Kazmierczak's sister, Susan, posted a statement on the door of her Urbana, Ill., home that said: "We are both shocked and saddened. In addition to the loss of innocent lives, Steven was a member of our family. We are grieving his loss as well as the loss of life resulting from his actions."
"Steve was the most gentle, quiet guy in the world. ... He had a passion for helping people," said Jim Thomas, an emeritus professor of sociology and criminology at Northern Illinois who taught Kazmierczak, promoted him to a teacher's aide and became his friend.
"He was very intelligent, brilliant really," said Alexandra Chapman, a graduate student at NIU who tutored with Kazmierczak and knew him well.
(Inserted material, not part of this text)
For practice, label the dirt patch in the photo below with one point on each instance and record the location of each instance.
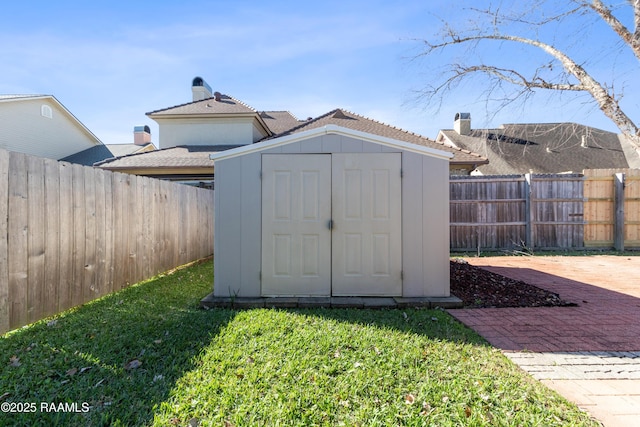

On a music site message board from 2006, posters who claimed to be his co-workers wrote, "I remember Steve Kazmierczak … the kind of person who injured kids on the train ride cuz he was mental and he shouldn't be given domain over kids on little faux-train cars with an aluminum baseball bat … "
Police Chief Grady said that those who knew him "revered him as an outstanding student" and had no inclination that Kazmierczak was capable of such carnage.
"I just want people to know he didn't fit the profile. He did a very terrible thing and there is no way we could have foreseen that at all," said Chapman.
Kazmierczak had served as a member of the NIU Academic Criminal Justice Association, was a teaching aid during his undergraduate years and in 2006 even received a Dean's Award from the sociology department.
In 2006, Kazmierczak was a co-author of an essay entitled "Self-Injury in Correctional Settings: 'Pathology' of Prisons or of Prisoners," in which an attached biography described him as having just begun his graduate work at NIU.
Kazmierczak's interests are listed as corrections, political violence and peace and social justice, according to the essay, and he had plans to co-author a manuscript on the role of religion in the formation of early prisons.
In another biography, apparently written by Kazmierczak for the Academic Criminal Justice Association's Web site, he pledged his commitment to social justice and his academic work.
"I've worked very hard as a student," the entry reads.
"It was very difficult and overwhelming to hear the news," said Jan Carter-Black, an associate professor of sociology, who was both Kazmierczak's professor and adviser at the School of Social Work at the University of Illinois. "I found Stephen to be a very committed student -- extremely respectful of me. I enjoyed having him as a student."
Kazmierczak was a student of Carter-Black's for about a month in the fall of 2007, when he was enrolled in a class called Human Behavior and the Social Environment.